There are a number of reasons why you might want your reader to speed through a scene. Are your characters racing through the streets in a high-speed chase? Is the protagonist encountering a tense situation, like playing in a high school football game or witnessing a car-jacking? These moments happen fast. The situation is urgent and in the moment. Don’t bore the reader. Don’t stall them. Let them get from point-A to point-B in a speedy, quick manner. For the tense situations, slow down for only the imagery you want them to hold on to and the dialogue you want them to savor, then move on. Do this by writing long, or complex sentences in between those small or simple sentences.
Delia sunk her foot to the floor. The car swerved. Glimpses of red and blue light coalesced in Jake’s peripheral vision. Delia turned the wheel, and they screamed as the car slid on wet pavement. Brakes didn’t help. Brakes made it worse.
Then, like in the football game scene, develop the speed at which the character is playing by writing short, quick simple sentences. That occasional long, descriptive phrasing will stick out, and the short, quick sentences will move the story along. The reader will be left feeling the heat of the game, the nervousness of the car-jacked bystander, and the exhaustion of the chase.
As in the slower, descriptive lines mentioned above, slow paced scenes also have their place. A funeral procession is not brisk and quick. The mourners do not experience it quickly. The day drags on, and they notice the smallest details. Even the normally trivial seems vastly significant.

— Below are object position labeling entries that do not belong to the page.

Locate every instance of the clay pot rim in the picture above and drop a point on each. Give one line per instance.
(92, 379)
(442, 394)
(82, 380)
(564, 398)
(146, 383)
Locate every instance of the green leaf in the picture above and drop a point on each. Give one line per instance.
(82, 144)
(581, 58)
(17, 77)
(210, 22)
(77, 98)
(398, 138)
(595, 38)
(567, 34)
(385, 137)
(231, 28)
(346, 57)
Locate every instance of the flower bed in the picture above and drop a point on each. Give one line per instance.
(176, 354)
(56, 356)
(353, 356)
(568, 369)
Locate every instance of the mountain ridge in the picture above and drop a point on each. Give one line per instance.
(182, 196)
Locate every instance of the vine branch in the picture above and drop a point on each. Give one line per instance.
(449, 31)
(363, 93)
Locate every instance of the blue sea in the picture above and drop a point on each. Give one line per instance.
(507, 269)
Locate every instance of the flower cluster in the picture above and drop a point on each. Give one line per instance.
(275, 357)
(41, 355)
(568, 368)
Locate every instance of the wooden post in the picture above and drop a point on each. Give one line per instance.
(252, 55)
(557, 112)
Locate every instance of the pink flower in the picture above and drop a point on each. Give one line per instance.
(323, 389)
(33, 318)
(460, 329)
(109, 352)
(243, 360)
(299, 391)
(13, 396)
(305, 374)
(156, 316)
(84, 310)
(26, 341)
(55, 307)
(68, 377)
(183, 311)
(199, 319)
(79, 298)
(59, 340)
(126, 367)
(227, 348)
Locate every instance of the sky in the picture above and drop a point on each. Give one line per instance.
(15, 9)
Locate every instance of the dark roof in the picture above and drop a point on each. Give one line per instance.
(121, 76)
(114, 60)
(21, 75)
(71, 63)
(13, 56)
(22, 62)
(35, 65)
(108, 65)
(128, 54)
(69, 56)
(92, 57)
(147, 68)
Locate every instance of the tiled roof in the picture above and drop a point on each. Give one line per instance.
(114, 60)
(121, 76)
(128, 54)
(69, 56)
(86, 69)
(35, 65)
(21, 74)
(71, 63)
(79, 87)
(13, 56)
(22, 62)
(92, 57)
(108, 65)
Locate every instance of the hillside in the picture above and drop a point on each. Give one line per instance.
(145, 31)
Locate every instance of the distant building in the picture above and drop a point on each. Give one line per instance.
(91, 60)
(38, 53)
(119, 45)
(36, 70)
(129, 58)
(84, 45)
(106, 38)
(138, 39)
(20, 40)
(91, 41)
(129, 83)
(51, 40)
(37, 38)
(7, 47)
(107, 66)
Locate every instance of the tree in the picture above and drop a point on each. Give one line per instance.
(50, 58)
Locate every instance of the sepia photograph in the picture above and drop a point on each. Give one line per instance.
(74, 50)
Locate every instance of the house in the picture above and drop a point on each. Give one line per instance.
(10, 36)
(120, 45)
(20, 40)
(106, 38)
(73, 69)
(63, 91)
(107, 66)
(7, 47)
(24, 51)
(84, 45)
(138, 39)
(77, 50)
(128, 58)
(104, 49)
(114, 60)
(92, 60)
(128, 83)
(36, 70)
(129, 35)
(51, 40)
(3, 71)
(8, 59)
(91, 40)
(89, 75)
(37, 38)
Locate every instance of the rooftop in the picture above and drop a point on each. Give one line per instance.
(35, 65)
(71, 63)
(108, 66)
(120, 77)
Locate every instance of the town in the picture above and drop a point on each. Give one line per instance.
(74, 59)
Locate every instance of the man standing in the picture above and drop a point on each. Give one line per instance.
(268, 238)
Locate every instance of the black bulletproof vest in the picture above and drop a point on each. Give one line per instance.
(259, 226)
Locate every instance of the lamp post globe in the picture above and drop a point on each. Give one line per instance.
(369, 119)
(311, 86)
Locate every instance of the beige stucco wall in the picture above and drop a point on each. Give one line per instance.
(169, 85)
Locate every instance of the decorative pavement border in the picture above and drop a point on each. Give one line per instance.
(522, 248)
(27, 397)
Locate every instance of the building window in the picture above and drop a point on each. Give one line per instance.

Gail felt a tear escape from the corner of her swollen eye. The glow from the recess lighting shone on the casket like a dimming streetlight. Even in all her cynicism, and in all of her disbelief, she couldn’t help but imagine the angels entwining their fingertips with those of her best friend’s; in her vision, they led on up the glowing staircase of light and carried Julia into eternal restfulness. But this was not her own belief, she remembered. Julia was the Christian.
With the speed of a lightning bolt, the bulb above the casket shattered. The room flashed like a strobe, and then grew dark. Shards of glass clinked, and then a crunch told her Pastor Dave had ground them into the rug with his shoes. Julia’s grandmother screamed. The sound carried and echoed off the walls. The scream turned into a wail. It died, and we all fell silent.
In this last example, I worked on slowing the pace around the description of the recess lighting to give my readers a chance to soak in the imagery. Then, to transition, I pick up speed with shorter sentence structure and diction. Speed can aid transitions; if crafted carefully, pacing can be done so well that the reader will experience emotion when you want them to.
Are the above examples effective? How does pacing function here? Where might I improve?